INTRODUCTION: Use of machine-estimated higher nicotine/tar yield (regular full-flavor) cigarettes is associated with increased risk of nicotine dependence. The present study examined risk factors for using full-flavor versus other cigarette types, including socioeconomic disadvantage and other risk factors for tobacco use or tobacco-related adverse health impacts. Associations between use of full-flavor cigarettes and risk of nicotine dependence were also examined. METHODS: Data were obtained from nationally representative samples of adult cigarette smokers from the US National Survey on Drug Use and Health. Logistic regression and classification and regression tree modeling were used to examine associations between use of full-flavor cigarettes and educational attainment, poverty, race/ethnicity, age, sex, mental illness, alcohol abuse/dependence, and illicit drug abuse/dependence. Logistic regression was used to examine risk for nicotine dependence.
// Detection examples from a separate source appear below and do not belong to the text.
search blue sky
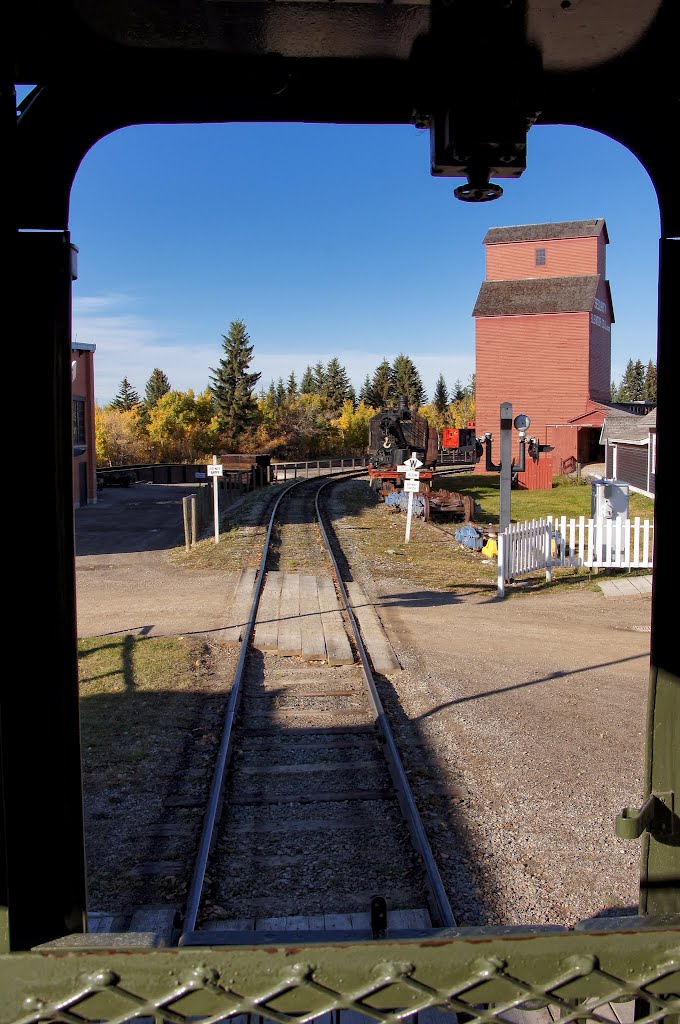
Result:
[58,111,658,403]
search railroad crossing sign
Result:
[206,455,224,544]
[396,452,423,544]
[396,452,423,480]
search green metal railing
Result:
[0,918,680,1024]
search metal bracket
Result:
[615,792,680,839]
[371,896,387,939]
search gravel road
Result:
[77,481,650,925]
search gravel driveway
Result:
[76,484,650,925]
[76,483,235,637]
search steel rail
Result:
[182,468,364,932]
[314,480,457,928]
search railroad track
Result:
[118,468,455,944]
[89,474,455,944]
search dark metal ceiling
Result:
[13,0,678,229]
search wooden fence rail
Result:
[270,456,368,483]
[498,516,654,597]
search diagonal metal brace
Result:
[615,793,680,839]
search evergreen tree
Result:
[311,360,326,394]
[633,359,644,401]
[618,359,635,401]
[369,359,394,409]
[111,377,139,413]
[643,359,656,404]
[392,352,427,409]
[144,367,171,412]
[432,374,449,415]
[321,356,351,413]
[300,367,314,394]
[358,374,373,406]
[210,321,262,445]
[451,379,466,401]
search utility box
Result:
[441,427,461,449]
[590,477,629,519]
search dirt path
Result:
[78,483,650,925]
[76,483,238,637]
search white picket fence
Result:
[498,515,654,597]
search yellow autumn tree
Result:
[445,394,476,427]
[94,406,150,468]
[147,388,222,462]
[332,399,376,456]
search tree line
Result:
[611,359,656,404]
[95,319,466,466]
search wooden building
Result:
[602,409,656,498]
[71,341,97,508]
[472,218,613,471]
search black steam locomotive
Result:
[369,396,437,471]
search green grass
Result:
[434,473,654,523]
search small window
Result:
[73,398,85,445]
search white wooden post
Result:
[213,455,219,544]
[206,455,224,544]
[496,531,507,597]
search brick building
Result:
[71,341,97,508]
[472,219,613,471]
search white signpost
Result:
[206,455,224,544]
[396,452,423,544]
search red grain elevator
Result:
[472,218,613,472]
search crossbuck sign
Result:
[396,452,423,544]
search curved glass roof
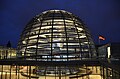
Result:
[17,10,96,61]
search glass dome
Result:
[17,10,96,61]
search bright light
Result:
[107,47,111,58]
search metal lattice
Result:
[17,10,96,61]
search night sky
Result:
[0,0,120,47]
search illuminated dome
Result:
[18,10,96,61]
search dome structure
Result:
[17,10,96,61]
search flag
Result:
[99,35,105,40]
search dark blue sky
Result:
[0,0,120,47]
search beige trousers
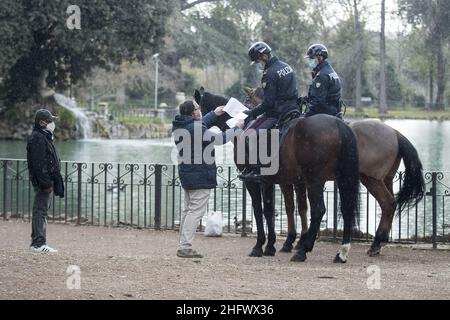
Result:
[178,189,211,249]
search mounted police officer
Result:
[27,109,64,253]
[304,44,342,118]
[239,41,298,180]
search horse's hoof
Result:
[291,251,306,262]
[280,243,292,252]
[367,247,381,257]
[333,253,347,263]
[248,248,263,258]
[294,233,306,250]
[263,246,277,257]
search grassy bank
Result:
[114,116,172,127]
[345,107,450,121]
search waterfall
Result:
[54,93,92,139]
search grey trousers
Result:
[178,189,211,249]
[31,188,52,248]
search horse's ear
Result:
[194,88,202,103]
[242,87,253,96]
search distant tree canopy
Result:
[0,0,175,105]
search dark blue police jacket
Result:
[308,60,341,116]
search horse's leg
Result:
[291,180,326,262]
[295,182,308,250]
[381,157,401,246]
[261,183,277,256]
[280,184,297,252]
[361,175,395,257]
[245,182,266,257]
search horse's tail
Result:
[336,120,359,231]
[396,132,425,214]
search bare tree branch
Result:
[180,0,221,11]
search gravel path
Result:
[0,220,450,300]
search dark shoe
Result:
[177,249,203,258]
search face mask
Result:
[308,59,317,70]
[46,122,55,133]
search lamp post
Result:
[152,53,159,110]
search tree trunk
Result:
[427,62,434,110]
[353,0,362,110]
[435,37,446,110]
[379,0,387,113]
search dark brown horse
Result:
[194,87,359,262]
[245,88,425,256]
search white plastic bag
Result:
[205,211,223,237]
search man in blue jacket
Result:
[172,100,243,258]
[305,43,342,118]
[239,41,298,181]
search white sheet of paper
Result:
[223,98,248,119]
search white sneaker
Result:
[30,244,58,253]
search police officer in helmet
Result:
[304,44,342,117]
[239,41,298,180]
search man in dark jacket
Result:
[305,44,342,117]
[172,100,243,258]
[27,109,64,253]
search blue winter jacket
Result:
[172,111,241,190]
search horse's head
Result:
[242,87,264,107]
[194,87,230,131]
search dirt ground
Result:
[0,221,450,300]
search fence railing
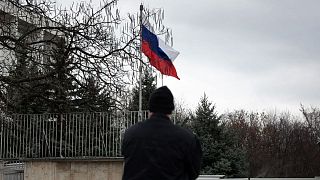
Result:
[0,111,147,159]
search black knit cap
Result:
[149,86,174,114]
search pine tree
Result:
[128,71,157,111]
[191,94,245,177]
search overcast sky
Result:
[58,0,320,113]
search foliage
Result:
[128,70,157,111]
[191,94,245,177]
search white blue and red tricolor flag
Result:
[141,19,180,80]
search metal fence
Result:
[0,161,24,180]
[0,111,147,160]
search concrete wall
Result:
[24,159,123,180]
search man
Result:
[122,86,202,180]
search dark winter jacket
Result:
[122,114,202,180]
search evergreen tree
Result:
[128,70,157,111]
[191,94,245,177]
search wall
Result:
[24,159,123,180]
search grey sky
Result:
[58,0,320,113]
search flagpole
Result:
[139,4,143,120]
[161,73,163,86]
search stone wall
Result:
[24,159,123,180]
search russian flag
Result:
[141,25,180,80]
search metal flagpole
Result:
[139,4,143,120]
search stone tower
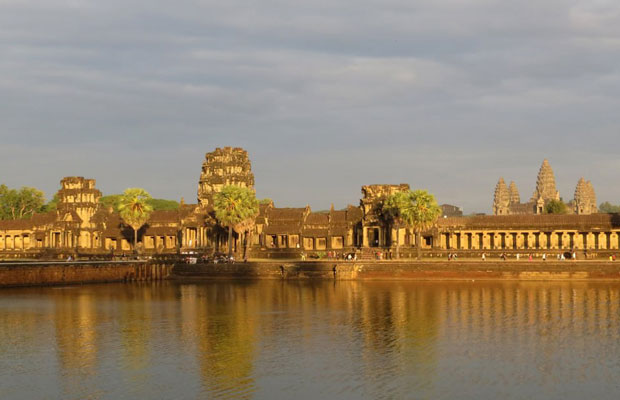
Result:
[493,178,510,215]
[198,147,254,207]
[508,181,521,204]
[531,159,560,214]
[57,176,101,228]
[574,178,598,214]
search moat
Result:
[0,280,620,400]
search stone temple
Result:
[493,159,598,215]
[0,147,620,259]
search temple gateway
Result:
[0,147,620,258]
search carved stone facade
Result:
[0,147,620,258]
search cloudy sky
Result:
[0,0,620,212]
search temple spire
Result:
[493,178,510,215]
[508,181,521,204]
[531,158,560,203]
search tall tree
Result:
[403,190,441,260]
[0,185,45,219]
[213,185,258,257]
[118,188,153,250]
[381,192,412,258]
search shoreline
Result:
[171,260,620,281]
[0,259,620,288]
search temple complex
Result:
[198,147,254,206]
[0,147,620,259]
[493,159,598,215]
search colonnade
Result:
[439,230,620,250]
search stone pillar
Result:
[573,232,584,250]
[538,232,548,249]
[609,232,618,250]
[526,232,536,250]
[515,233,523,250]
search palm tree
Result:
[403,190,441,260]
[118,188,153,250]
[213,185,258,258]
[381,192,411,259]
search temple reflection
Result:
[0,281,620,398]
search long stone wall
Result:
[0,261,173,288]
[172,261,620,280]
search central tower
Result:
[198,147,254,207]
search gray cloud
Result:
[0,0,620,211]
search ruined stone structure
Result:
[573,178,598,215]
[198,147,254,206]
[493,159,597,215]
[0,147,620,258]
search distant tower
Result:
[56,176,101,228]
[574,178,598,214]
[508,181,521,204]
[493,178,510,215]
[531,159,560,214]
[198,147,254,207]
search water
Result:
[0,281,620,400]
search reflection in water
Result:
[0,281,620,399]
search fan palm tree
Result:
[118,188,153,250]
[403,190,441,260]
[213,185,258,258]
[381,192,411,258]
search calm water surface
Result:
[0,281,620,400]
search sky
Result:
[0,0,620,213]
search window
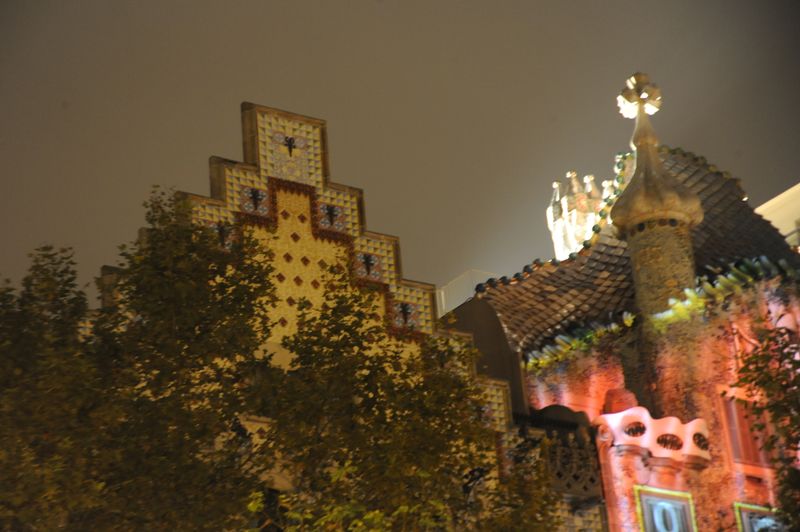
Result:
[722,397,771,467]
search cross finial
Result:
[617,72,661,118]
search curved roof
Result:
[477,146,800,353]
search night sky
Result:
[0,0,800,304]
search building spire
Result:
[611,72,703,232]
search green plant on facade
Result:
[734,318,800,530]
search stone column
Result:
[611,74,703,421]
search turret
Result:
[611,73,703,421]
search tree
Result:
[84,193,274,530]
[0,247,104,530]
[253,269,560,530]
[734,318,800,530]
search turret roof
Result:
[476,146,800,353]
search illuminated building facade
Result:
[173,74,800,532]
[453,74,800,532]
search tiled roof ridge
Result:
[524,255,800,370]
[179,102,438,333]
[475,144,744,298]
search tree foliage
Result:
[257,269,554,530]
[735,316,800,530]
[0,247,102,530]
[253,270,491,530]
RESULTS: Each of these risk factors except alcohol abuse/dependence independently predicted increased odds of using full-flavor cigarettes (p < .001), with lower educational attainment the strongest predictor, followed by poverty, male sex, younger age, minority race/ethnicity, mental illness, and drug abuse/dependence, respectively. Use of full-flavor cigarettes was associated with increased odds of nicotine dependence within each of these risk factor groupings (p < .01). Cart modeling identified how prevalence of full-flavor cigarette use can vary from a low of 25% to a high of 66% corresponding to differing combinations of these independent risk factors. CONCLUSIONS: Use of full-flavor cigarettes is overrepresented in socioeconomically disadvantaged and other vulnerable populations, and associated with increased risk of nicotine dependence. Greater regulation of this cigarette type may be warranted. IMPLICATIONS: Greater regulation of commercially available Regular Full-Flavor Cigarettes may be warranted. Use of this type of cigarette is overrepresented in socioeconomically disadvantaged and other vulnerable populations and associated with increased risk for nicotine dependence.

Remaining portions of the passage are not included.